Ein Labor der Errungenschaften

«Achten Sie darauf, wohin Sie gehen!», mahnt Rindlisbacher die Gruppe in der Maschinenhalle, wo bald wuchtige Blockheizkraftwerke für die Wärme-Kraft-Kopplung installiert werden. Werkzeuge, Tische, Rohre und Gerüste zeugen davon, dass die Arbeit hier und auf dem ganzen Gelände mittelfristig nicht ausgehen wird. Eine Baustelle wird die «Aarmatt» auch längerfristig bleiben – gewollt. Handelt es sich doch auch um ein lernende Institution, eine Denk- und Forschungswerkstatt, die schon heute Technik-Studenten die Forschungsfragen für Semesterarbeiten liefert. Und auch RES-Direktor Felix Strässle hofft auf Lerneffekte aus dem «Labor». «Der Betrieb der Anlage wird aufzeigen, wie gross einzelne Komponenten dimensioniert sein müssen.»

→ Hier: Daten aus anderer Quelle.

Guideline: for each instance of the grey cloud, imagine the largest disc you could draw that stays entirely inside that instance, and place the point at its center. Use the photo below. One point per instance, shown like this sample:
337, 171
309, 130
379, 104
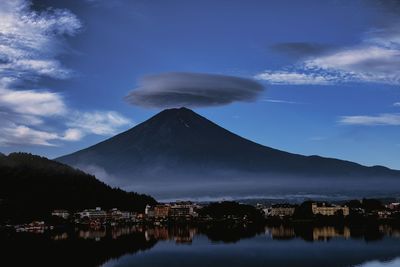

Dass derweil die Wirtschaftlichkeit (noch) im Hintergrund bleiben muss, ist den aktuellen politischen Rahmenbedingungen geschuldet: «Nein, von Wirtschaftlichkeit kann man heute noch nicht sprechen», sagt Rindlisbacher und nennt Systemgrenzen. Unter anderem könnte der Strom zwar in Überproduktionszeiten gratis bezogen werden, nur fällt ohnehin eine Netznutzungsgebühr an. An dieser und an anderen politischen Rahmenbedingungen müsse man arbeiten, um eine Rentabilität des Hybridwerks zu erreichen.